Il n’y a pourtant pas de jurisprudence en la matière puisque les choses n’ont jamais été aussi loin. Juste un excès de prudence qui a scandalisé toutes les parties concernées. En vain. Costa-Gavras, le président de la Cinémathèque, monté au créneau pour empêcher qu’il ne fasse tache d’huile, a d’emblée prévenu qu’il n’était pas question que les mêmes affiches, hors des couloirs du métro et des bus, soient concernées par la mesure, sans même parler de la couverture du catalogue ou des publicités dans les journaux. « C’est d’autant plus bête que dans ses films, la pipe de Tati n’était jamais allumée !renchérit Macha Makeïeff, son ayant-droit moral et commissaire de cette exposition. Une censure absurde et stalinienne car c’est chez lui, de son temps qu’on trafiquait ainsi les photos. Ce qui aboutit à un mensonge. Résignée, je leur avais proposé de remplacer l’objet maudit par une croix rouge mais on devinait encore trop la pipe. Alors j’ai proposé de la remplacer par un calligramme, une pipe faite de lettres, sur lequel on pouvait lire : « Ceci est une pipe ». Refusé. Je lui ai donc mis un petit moulin à vent entre les lèvres.

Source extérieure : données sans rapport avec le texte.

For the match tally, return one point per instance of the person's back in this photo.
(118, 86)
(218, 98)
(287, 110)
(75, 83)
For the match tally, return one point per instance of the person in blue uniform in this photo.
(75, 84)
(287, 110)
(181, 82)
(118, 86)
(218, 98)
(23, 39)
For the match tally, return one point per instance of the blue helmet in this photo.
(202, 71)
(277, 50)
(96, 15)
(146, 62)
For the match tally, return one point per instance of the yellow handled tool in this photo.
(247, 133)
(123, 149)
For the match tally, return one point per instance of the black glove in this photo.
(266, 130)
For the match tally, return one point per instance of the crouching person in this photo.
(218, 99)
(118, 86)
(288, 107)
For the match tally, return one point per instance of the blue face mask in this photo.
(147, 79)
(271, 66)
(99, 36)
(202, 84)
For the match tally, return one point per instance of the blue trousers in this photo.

Juste pour prendre le métro et le bus ! ». Rassurez-vous : elle figure bien en couverture sur le le catalogue, de même que sur celle du Tati (268 pages, 40 euros, Ramsay) de Marc Dondey et dans les pages des Vacances de M. Hulot (128 pages, Editions Yellow Now) où Jacques Kermabon analyse le film image par image.
Il y a quatre ans, la Bibliothèque nationale de France avait déjà cru bon gommer la cigarette que Jean-Paul Sartre tenait entre les doigts sur les affiches et la couverture du catalogue de son exposition ; et en 1996 déjà, Malraux essuyait les plâtres de cette fâcheuse tendance, la Poste lui ayant supprimé la cigarette sur le timbre reproduisant son fameux portrait cheveux au vent par Gisèle Freund. Les frileux de la Sncf et de la Ratp peuvent encore agir ce qui se passe chez eux, cela n’empêchera pas l’exposition Tati de présenter une gigantesque pipe de cinq mètres vissée sur un socle sur lequel on peut lire « Libertaire ». Un objet prévu et conçu bien avant, naturellement. Comme si de là-haut, M. Hulot sentant le vent venir, avait adressé un pied-de-nez bien dans sa manière aux nouveaux censeurs de l’ordre moral. Les pires : ceux qui réagissent dans la peur et par anticipation. Nous ne serons jamais assez reconnaissant à M. Hulot de nous avoir appris à vivre en faisant un pas de côté de manière à envisager la société avec ce léger décalage qui la rend tellement plus vivable.
Les films de Jacques Tati nous renvoient le reflet d’une certaine France qui n’existe plus, toute de poésie, de légèreté et d’insouciance ; cette “affaire Tati” nous renvoie, elle, l’image d’une autre France, crispée, étriquée, réglementaire, qui existe trop.